How big is the universe; how far are the most distant starts? The question nags astronomers even though news headlines implied a comfortable certainty when they recently reported that four galaxies had been found to be 10 billion light years away -- the remotest such objects whose distance has yet been measured.
In fact, this latest cosmic ranging exemplifies the ambiguities that beset such questions. For example, the light from these galaxies would have taken 10 billion years to get here, implying that the galaxies themselves are over 10 billion years old. Yet, about a year and half ago, three astronomers -- John Huchra of the Harvard Smithsonian Center for Astrophysics, Marc Aaronson of the University of Arizona, and Jeremy Mould of Kitt Peak National Observatory -- reported data they thought suggested the universe itself is only 9 billion years old, even though most astronomers think the figgure should be more like 15 billion years.

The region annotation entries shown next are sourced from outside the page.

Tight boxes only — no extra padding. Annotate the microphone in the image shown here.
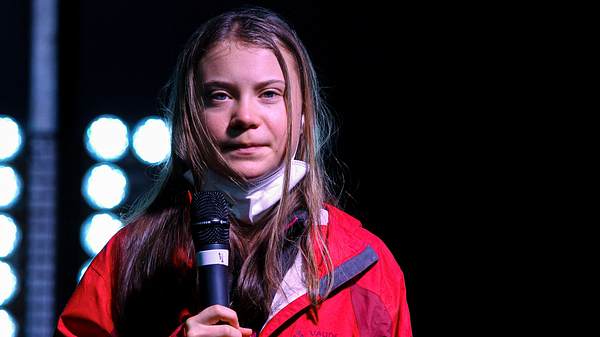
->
[190,191,229,307]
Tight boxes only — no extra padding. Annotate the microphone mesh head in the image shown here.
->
[191,191,229,221]
[190,191,229,250]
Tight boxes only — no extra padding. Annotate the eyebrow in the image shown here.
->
[202,79,285,89]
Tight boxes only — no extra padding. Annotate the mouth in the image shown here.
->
[222,143,266,153]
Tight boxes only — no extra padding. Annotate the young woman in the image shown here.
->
[57,8,412,337]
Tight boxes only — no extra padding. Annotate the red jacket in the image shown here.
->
[57,205,412,337]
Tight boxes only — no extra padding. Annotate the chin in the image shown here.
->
[232,163,270,179]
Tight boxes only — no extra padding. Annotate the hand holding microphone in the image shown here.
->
[185,191,252,337]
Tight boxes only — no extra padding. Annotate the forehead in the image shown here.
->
[200,40,295,81]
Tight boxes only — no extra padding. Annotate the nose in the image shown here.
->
[229,98,260,131]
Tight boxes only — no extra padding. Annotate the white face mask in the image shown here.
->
[183,160,308,223]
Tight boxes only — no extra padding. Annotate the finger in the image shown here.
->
[240,327,252,337]
[193,304,240,328]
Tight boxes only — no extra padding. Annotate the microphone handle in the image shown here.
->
[196,244,229,307]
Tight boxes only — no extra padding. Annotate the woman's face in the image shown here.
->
[200,41,302,179]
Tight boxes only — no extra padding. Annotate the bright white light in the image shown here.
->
[0,261,19,305]
[82,164,127,209]
[0,213,21,257]
[77,259,93,283]
[0,115,23,161]
[85,115,129,161]
[80,213,123,257]
[133,117,171,164]
[0,165,21,209]
[0,309,19,337]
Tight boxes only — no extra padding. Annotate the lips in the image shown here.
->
[222,143,266,152]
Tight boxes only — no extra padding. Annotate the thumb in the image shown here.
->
[240,327,253,337]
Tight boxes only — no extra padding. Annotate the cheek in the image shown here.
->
[205,113,227,139]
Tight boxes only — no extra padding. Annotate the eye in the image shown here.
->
[260,90,281,99]
[208,91,229,101]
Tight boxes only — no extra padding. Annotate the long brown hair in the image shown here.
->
[113,8,335,335]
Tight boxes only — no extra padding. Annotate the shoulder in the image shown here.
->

To begin with, Hyron Spinrad and John Stauffer of the University of California and Harvey Butcher of Kitt Peak, who studies the four galaxies, didn't measure distance at all. They measured the so-called "red shift" of spectral lines in the light emitted by the galaxies. That is, they measured the drop in frequency of those lines compared with similar lines emitted by a stationary source in the laboratory.

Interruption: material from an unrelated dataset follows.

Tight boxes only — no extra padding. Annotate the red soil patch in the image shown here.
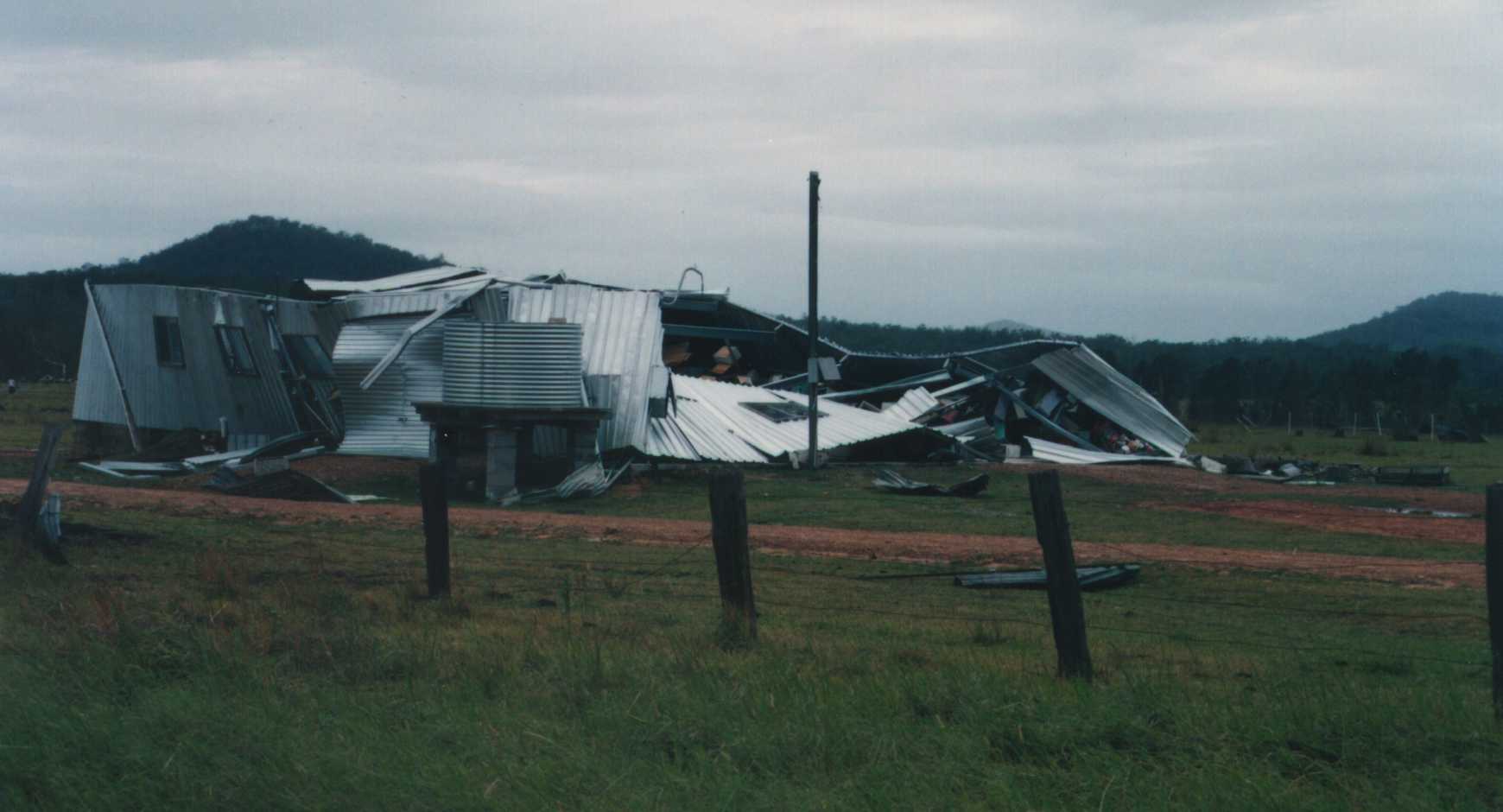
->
[1144,499,1487,544]
[1056,465,1485,513]
[0,479,1482,587]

This frequency drop, or reddening, is usually explained as a velocity effect. The faster a light source moves away from us, the greater the red shift. And for distant cosmic objects, their velocity is believed due mainly to expansion of the universe. This kind of velocity would be proportional to distance. So astronomers translate read shifts, which they can measure, into distances which they have no direct way of estimating.
That's where the 10 billion light years comes from. However, there's no certain relationship between red shifts and distances. The estimates an astronomer makes depends on what is assumed about the nature of the universe -- how fast it expands or how space curves.
The 9-billion-year age came from a different kind of estimate. In this case, astronomers estimated the intrinsic brightness at infrared frequencies of certain distant objects. They then inferred distance by observing how faint these objects appeared. The data implied that red shift interpretations have used models of the universe that overestimate distances and that the universe is smaller and younger than had been thought. This conclusion has not been generally accepted. But if it were true, then the distances of the four galaxies would be recalculated to bring them closer.
The point is that estimating cosmic distances depends on what one assumes the universe to be like. The new galaxy red shift measurements give astronomers more data to test their assumptions. But basic issues of h ow big and how old still elude them.